University of California, Los Angeles-led research has found that among adult congenital heart disease (CHD) transplant recipients, single-ventricle physiology correlated with higher short-term mortality, but 10-year conditional survival was similar for biventricular and most single-ventricle CHD patients—and notably better for biventricular CHD patients compared to non-CHD heart transplant recipients.

Historically, single-ventricle CHD subtypes were all considered higher risk than their biventricular counterparts, which would lead to some transplant centers being hesitant to perform a heart transplant in these patients. 

In the study, published in the Journal of the American College of Cardiology, researchers analyzed National Inpatient Sample and Organ Procurement and Transplantation Network data sets for 2005-2020. Of 382 adult heart transplant recipients with CHD, 185 (48%) had single-ventricle physiology. Compared to patients with biventricular CHD, those with single-ventricle CHD showed significantly reduced survival at one year (80% versus 91%) and 10 years (54% versus 71%). 

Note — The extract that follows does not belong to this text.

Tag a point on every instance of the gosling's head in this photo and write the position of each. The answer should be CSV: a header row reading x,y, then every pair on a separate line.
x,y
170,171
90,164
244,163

Among patients who survived the first post-transplantation year, biventricular CHD patients exhibited similar 10-year survival as single-ventricle patients, except for those with hypoplastic left heart syndrome (79% versus 71%). Additionally, biventricular CHD transplant recipients showed significantly better 10-year conditional survival compared to their non-CHD counterparts (79% versus 68%).

The findings have significant implications for patient selection and listing strategies, easing concerns related to heart transplantation in adults with CHD and destigmatizing most subtypes of single-ventricle CHD, according to the researchers.

“To date, there have been no large-scale, national studies looking at survival outcomes in single-ventricle patients, despite the extensive availability of transplantation data dating back to 1987,” says lead author Syed Shahyan Bakhtiyar, MD, visiting research scientist in the UCLA department of cardiac surgery and a general surgery resident at the University of Colorado, in a release. “Consequently, not only have patients and their families lacked essential prognostic insights, but surgeons and transplant teams have also been limited in their ability to make fully informed decisions about listing practices and transplantation for these patients. Our findings not only alleviate concerns associated with heart transplantation in adult CHD patients as a whole but also work towards destigmatizing most subtypes of single-ventricle CHD.”

Study limitations include a lack of granularity in the data sets which would have allowed analysis of all aspects involved in transplantation. Also, there were no common patient identifiers between the two data sets, so the researchers had to rely on novel probability linkage methodology to match the records.